While forming her compositions, Līva works spontaneously. “Usually, I don’t do sketches,” she says, instead preferring to commence her illustrative constructions through the act of drawing. Then, she will compose and construct the picture, before turning towards acrylics to add a splurge of colour – be it patches of earthy greens, charcoal grey or a vibrant blood red. “If I hate the outcome, I destroy it and do another one,” she adds. But once Līva lands on a picture that she likes, she will continue to build on its uncanny nature.
A recent example of this can be seen in her self-published zine, Good Weather Wear. Līva explains how in her spare time – while taking time off from her ominous drawings – she began to illustrate fashion. “The words started to become more and more and I decided to put it all together in a zine,” she says. “It’s a mix of clown-esque wearables, snakes as a fashion element, anthropomorphised shoes, freaks of the past and future.” Indeed something pulled from a contradictory mix of the past and future times to come, her character work is what catches your eye the most. It’s the pupil-less, diamond shaped eyes and unusually wide smiles, the faces in the palm of the hand, faces in the shoes, and partially coloured-in scenes that make you question the reality of it all. “This kind of free work is exciting for me because it’s not clear in which direction it’s going – it becomes more absurd with time.”

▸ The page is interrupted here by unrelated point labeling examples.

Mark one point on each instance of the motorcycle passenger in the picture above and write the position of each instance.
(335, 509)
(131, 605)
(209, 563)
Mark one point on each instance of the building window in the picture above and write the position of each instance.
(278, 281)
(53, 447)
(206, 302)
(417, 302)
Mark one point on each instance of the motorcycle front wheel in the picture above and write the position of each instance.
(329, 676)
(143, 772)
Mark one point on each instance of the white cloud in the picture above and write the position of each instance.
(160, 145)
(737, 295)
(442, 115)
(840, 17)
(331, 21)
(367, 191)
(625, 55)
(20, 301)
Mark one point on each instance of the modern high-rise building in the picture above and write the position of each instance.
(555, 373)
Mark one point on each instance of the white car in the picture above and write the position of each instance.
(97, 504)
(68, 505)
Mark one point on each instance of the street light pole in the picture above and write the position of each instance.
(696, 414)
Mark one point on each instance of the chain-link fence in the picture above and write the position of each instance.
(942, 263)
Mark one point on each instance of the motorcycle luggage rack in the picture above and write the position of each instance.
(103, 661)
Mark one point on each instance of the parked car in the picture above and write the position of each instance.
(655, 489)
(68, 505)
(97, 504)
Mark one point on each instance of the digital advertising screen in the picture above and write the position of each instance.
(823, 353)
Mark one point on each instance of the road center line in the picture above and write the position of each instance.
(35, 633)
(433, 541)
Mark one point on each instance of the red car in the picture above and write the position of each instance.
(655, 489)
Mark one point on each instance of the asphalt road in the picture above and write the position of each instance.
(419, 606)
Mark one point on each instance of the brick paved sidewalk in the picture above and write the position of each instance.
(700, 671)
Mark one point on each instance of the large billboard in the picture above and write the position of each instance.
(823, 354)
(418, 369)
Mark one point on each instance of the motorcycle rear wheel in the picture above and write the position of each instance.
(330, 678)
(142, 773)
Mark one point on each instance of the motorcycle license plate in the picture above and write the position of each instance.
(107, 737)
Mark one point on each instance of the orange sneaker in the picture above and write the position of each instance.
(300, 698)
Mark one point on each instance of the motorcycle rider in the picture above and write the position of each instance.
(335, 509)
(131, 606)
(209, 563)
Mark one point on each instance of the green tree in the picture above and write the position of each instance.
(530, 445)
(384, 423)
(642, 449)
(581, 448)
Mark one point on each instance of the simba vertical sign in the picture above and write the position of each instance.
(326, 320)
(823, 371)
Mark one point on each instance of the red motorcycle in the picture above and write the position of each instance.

Unnerving yet oddly charming, there is no distinctive meaning or hidden agenda hidden throughout Līva’s portfolio of illustrations. Instead, she instills a universal approach. “I don’t want to push my own opinions on others, so the viewer is free to interpret it for themselves,” she continues to say. “I don’t expect one particular reaction; it’s good if people have ambivalent feelings for it.”